29th Annual Fifty Dealer Fifty State Review & Forecast
Is it safe to come out yet?
Years of economic drudgery took their toll on MI retailers across the country, but the attitude among hunkered-down business owners this year has finally begun to perk up. Several store owners reported significant increases in sales this year. Perhaps even more exciting is that many are beginning to make aggressive pushes toward expanding personnel, picking up new product lines, and enhancing every bit of technical involvement they can, from e-commerce platforms to point of sale systems.
Arkansas instrument shop Shuffield Music was among those who opted to grow this year. “Early in the year we moved to a larger location which more than doubled our retail space,” said owner Paul Shuffield, Jr. “This allowed us to increase our product offering by taking on a few more lines and expanding our lesson offerings. Overall, we have seen a positive increase in our business.” Parkway Music in New York also moved into a new 13,000 square foot facility this year, while Delaware’s Accent Music opened two new locations. In Minneapolis, Twin Town Guitars just completed a major effort to install a solar panel array on its roof.
Perhaps the best skill for any business hoping to make it to more prosperous times is that of adaptation. As Pender’s Music’s Richard Gore says in our profile of his shop in this issue, “As times have gotten harder, everybody needs to learn how to do more with less.”

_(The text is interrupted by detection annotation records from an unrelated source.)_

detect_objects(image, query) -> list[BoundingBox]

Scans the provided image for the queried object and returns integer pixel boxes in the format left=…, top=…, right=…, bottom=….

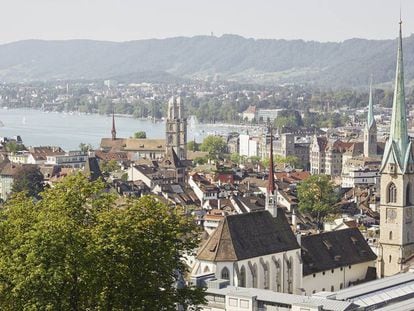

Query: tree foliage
left=187, top=140, right=200, bottom=151
left=12, top=165, right=44, bottom=198
left=134, top=131, right=147, bottom=138
left=200, top=135, right=227, bottom=158
left=0, top=174, right=203, bottom=311
left=4, top=140, right=27, bottom=153
left=99, top=159, right=120, bottom=175
left=297, top=175, right=338, bottom=224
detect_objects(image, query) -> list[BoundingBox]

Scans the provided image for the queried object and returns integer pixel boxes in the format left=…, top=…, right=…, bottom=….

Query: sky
left=0, top=0, right=414, bottom=43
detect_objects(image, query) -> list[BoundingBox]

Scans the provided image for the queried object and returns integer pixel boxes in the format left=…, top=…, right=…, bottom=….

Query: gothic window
left=221, top=267, right=230, bottom=280
left=288, top=257, right=293, bottom=294
left=263, top=263, right=270, bottom=289
left=239, top=266, right=246, bottom=287
left=387, top=182, right=397, bottom=203
left=252, top=264, right=257, bottom=288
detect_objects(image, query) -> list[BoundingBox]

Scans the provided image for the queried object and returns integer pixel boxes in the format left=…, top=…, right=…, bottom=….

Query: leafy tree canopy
left=4, top=140, right=27, bottom=153
left=134, top=131, right=147, bottom=138
left=200, top=135, right=227, bottom=158
left=79, top=143, right=93, bottom=153
left=297, top=175, right=338, bottom=224
left=0, top=174, right=204, bottom=311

West Virginia’s Clifford Hess agreed, noting that an increased attention to detail was of utmost importance to his store, Soundwaves Music. “Shrinking inventory levels and micro-managing every SKU in the store has been the key to survival,” he said.

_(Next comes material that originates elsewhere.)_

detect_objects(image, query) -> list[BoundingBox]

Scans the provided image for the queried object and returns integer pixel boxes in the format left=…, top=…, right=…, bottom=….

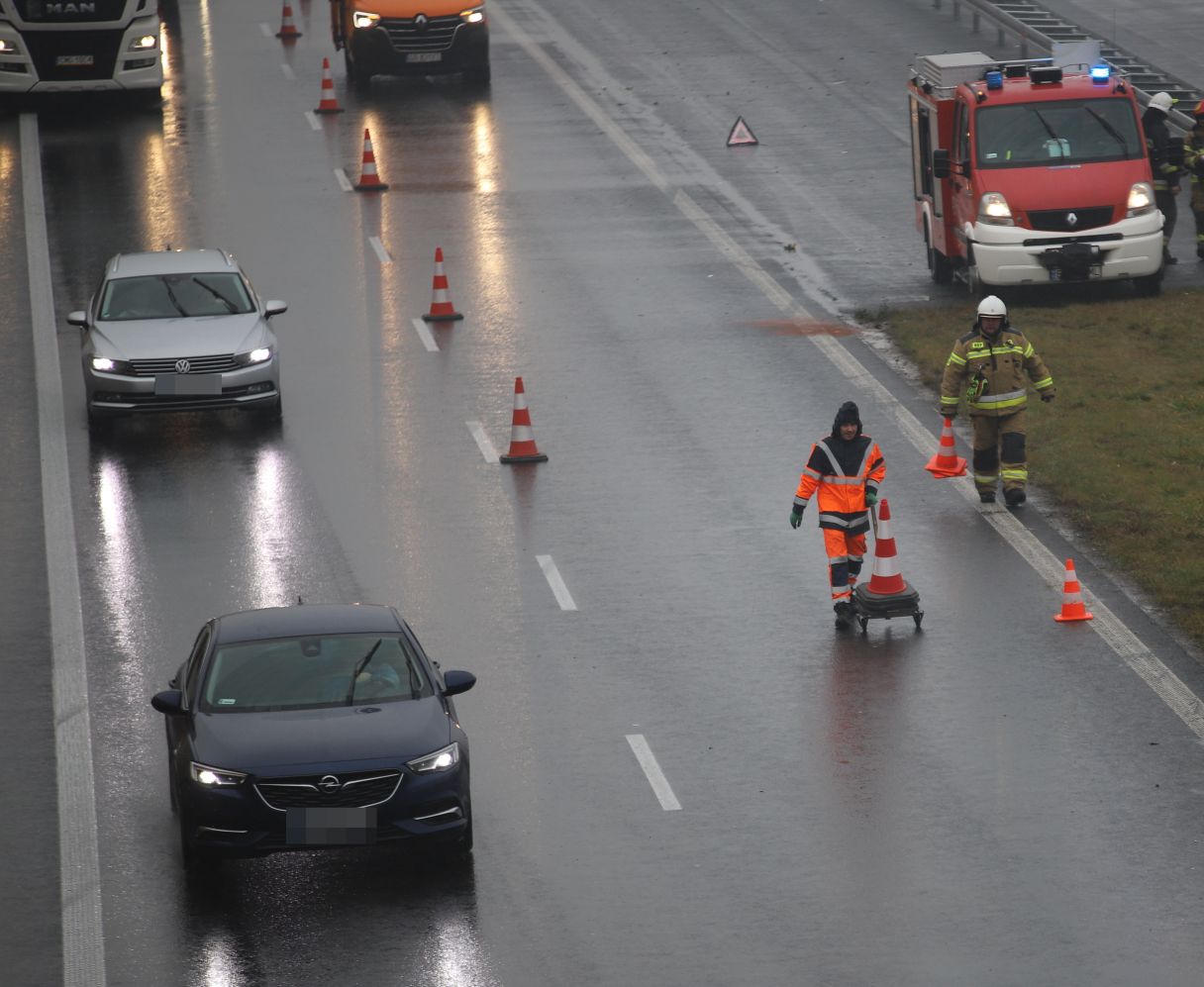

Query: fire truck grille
left=1028, top=206, right=1113, bottom=234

Stores that depend on Band & Orchestra business or those such as Pender’s, which deals primarily in sheet music, may always be directly linked to the fates of school arts budgets. But smart shops have found ways to balance out those budgets with efficient repair and rental programs and new approaches to online sales.
Regardless, plenty of stores continue to see a downward trend in revenue, often linked to struggling local economies and school budgets. Many were able to make it work, though. Steve Harkey, at Accent Music, noted: “As the margins on commodity merchandise continue to deteriorate, they actually have less of an impact on net profit. Business lost at 15 percent profit can be replaced with business at higher profit margins such as rentals, school sales, lessons, repairs, et cetera. These services are what continue to set apart the independent dealer.”
This year, we made especially sure to check in with everyone about effects of the recent changes to the scope and enforcement of the Lacey Act, which led to a year of industry confusion over how to best follow these evolving regulations on imported woods. The results are enlightening – some are fed up with what they call a misguided attack on a well-meaning business, while others tentatively report no interference at all. In general, the industry seems eager for some clarification and consistency.
Looking to the future, the field remains optimistic. With another election under our belts, much of the uncertainty that marked the year’s market may finally subside, but that doesn’t signal a wildly optimistic approach to the MI business just yet. Nick Uhlik of Kansas’s Phil Uhlik Music perhaps put it best: “You see some glimmers, but you’ve still got to hold tight and watch what you’re doing,” he said. “It’s not like it used to be.”